Raya dan Naya yang terlentang di atas rumput memandang bintang dengan penuh tatapan penuh harap. Harapan akan kebaikan hidup ke depannya.
"Aku akan ambil satu bintang itu!" ucap Naga seraya tangan kanannya ke atas seakan memetik satu bintang.
"Biar apa?" tanya Raya tanpa menoleh ke sahabat yang di sampingnya itu.
"Buat aku berikan ke kamu Ra. Aku ingin mewujudkan semua harapanmu!"
Raya dengan senyum lepas mulai menoleh ke Naya. Naya yang emang sudah menatap Raya dari awal pun tersenyum begitu manis.
"Gak kebayang kalau kamu nggak kesini Nay," ucap Raya beriring buliran bening yang keluar dari pelupuk matanya.
"Aku kesini emang udah diperintah yang kuasa Ra. Untuk menguatkan mu."
Naya membawa Raya untuk membeli kerak telor. Keduanya tertawa bercanda dengan Abang penjual kerak telur.
Memakan kerak telur dan terkadang saling suap menyuapi. Ada beberapa yang melirik mereka dengan tatapan yang menghakimi.
"Pasti kita dikira penyuka sesama melon," cebik Naya hingga keduanya tertawa.
"Oh iya. Makanya kita biasa aja Nay. Nanti akan menjadikan fitnah bagi siapa saja yang memandang kita."
"Iya mereka nggak tahu ya? Betapa kita ini lengketnya seperti prangko."
"Pulang yuk!" ajak Raya dan sebelum pulang keduanya membeli siomay dalam plastik. Berjalan bersisian menuju kosan sambil menikmati siomay.

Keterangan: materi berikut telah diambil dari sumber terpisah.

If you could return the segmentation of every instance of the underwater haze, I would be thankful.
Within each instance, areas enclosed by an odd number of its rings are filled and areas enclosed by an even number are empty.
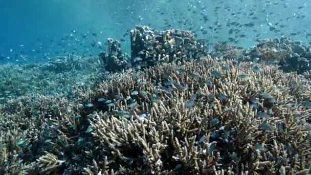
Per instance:
[[[250,47],[281,36],[309,41],[308,1],[3,1],[0,62],[45,61],[98,55],[108,37],[122,40],[138,25],[189,30],[210,46],[230,41]]]
[[[311,0],[0,10],[0,175],[311,174]]]

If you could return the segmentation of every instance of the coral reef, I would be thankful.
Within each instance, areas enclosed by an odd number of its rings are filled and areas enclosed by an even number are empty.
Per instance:
[[[0,105],[0,174],[307,174],[310,83],[210,57],[20,97]]]
[[[71,96],[75,87],[93,86],[106,73],[98,58],[73,55],[24,65],[0,65],[0,103],[29,94]]]
[[[258,58],[279,63],[281,68],[286,72],[296,71],[301,74],[311,70],[311,46],[284,37],[260,41],[250,55],[253,59]]]
[[[228,42],[218,42],[209,54],[213,57],[245,60],[247,59],[245,57],[247,56],[246,51],[244,48],[230,45]]]
[[[99,57],[102,60],[105,68],[108,71],[120,71],[127,68],[129,57],[123,53],[121,43],[112,38],[108,38],[108,54],[102,52]]]
[[[183,62],[206,54],[204,40],[195,40],[192,32],[171,29],[159,31],[137,26],[130,31],[132,65],[139,68],[159,62]]]
[[[197,59],[207,55],[203,39],[195,40],[188,31],[171,29],[159,31],[147,26],[138,25],[130,31],[130,59],[121,50],[117,40],[108,39],[108,54],[99,55],[110,72],[129,68],[141,70],[158,63]]]

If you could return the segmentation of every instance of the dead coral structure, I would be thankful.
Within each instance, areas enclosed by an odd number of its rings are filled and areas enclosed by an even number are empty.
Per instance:
[[[73,97],[79,86],[102,81],[105,73],[97,57],[74,55],[45,63],[0,65],[0,103],[30,94],[63,94]]]
[[[205,41],[195,40],[190,31],[159,31],[139,25],[131,31],[130,39],[131,63],[139,68],[159,62],[198,59],[206,55]]]
[[[99,55],[110,72],[129,68],[141,70],[159,63],[184,62],[206,56],[205,40],[195,40],[188,31],[171,29],[159,31],[139,25],[130,31],[130,60],[121,50],[117,40],[108,39],[108,54]]]
[[[23,97],[0,106],[0,172],[307,174],[310,83],[207,58],[113,74],[73,100]]]
[[[243,48],[231,45],[228,42],[217,42],[209,54],[213,57],[225,59],[248,60],[246,58],[247,57],[246,51]]]
[[[250,56],[264,61],[280,63],[286,71],[301,74],[311,69],[311,46],[286,37],[261,41],[250,52]]]
[[[108,54],[102,52],[99,55],[99,57],[105,64],[106,70],[108,71],[117,71],[126,69],[129,57],[121,50],[120,42],[112,38],[108,38],[107,41],[108,46]]]

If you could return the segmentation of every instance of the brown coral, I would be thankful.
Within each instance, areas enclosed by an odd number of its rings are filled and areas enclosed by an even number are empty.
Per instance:
[[[15,136],[2,136],[1,152],[12,156],[2,163],[66,174],[307,174],[310,83],[211,58],[128,70],[72,100],[2,106],[0,127]]]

Raya kembali mencari kerjaan. Naya membantu mencari serta menawarkan diri ke setiap tempat yang didatangi. Namun, nasib belum memihak ke Raya. Pulang ke kosan membawa lelah semata.
"Kamu besok gak usah ikut Nay?"
"Aku kan pengen sekalian menikmati udara luar Ra," elak Naya sambil mendekat sahabatnya ini.
"Kamu lupa? Besok kan kamu masuk kuliah,"
"Ya Allah aku lupa Ra." Ungkap Naya sambil menepuk keningnya.
Naya terkekeh karena merasa lupa. Padahal itu hari yang dinanti-nantinya itu akan tiba. Karena terlalu pokus ke sang sahabat. Membuat Naya lupa akan jadwal dirinya sendiri.
Raya kembali menapaki jalanan ibukota. Mencari kerjaan untuk sekedar menyambung hidup dan bisa ngirim ke kampung.
Langkah Raya memundur. Saat melihat sesorang yang ingin dia hindari itu.
"Raya?" Raya membalikkan badan. Kedua matanya membulat sempurna.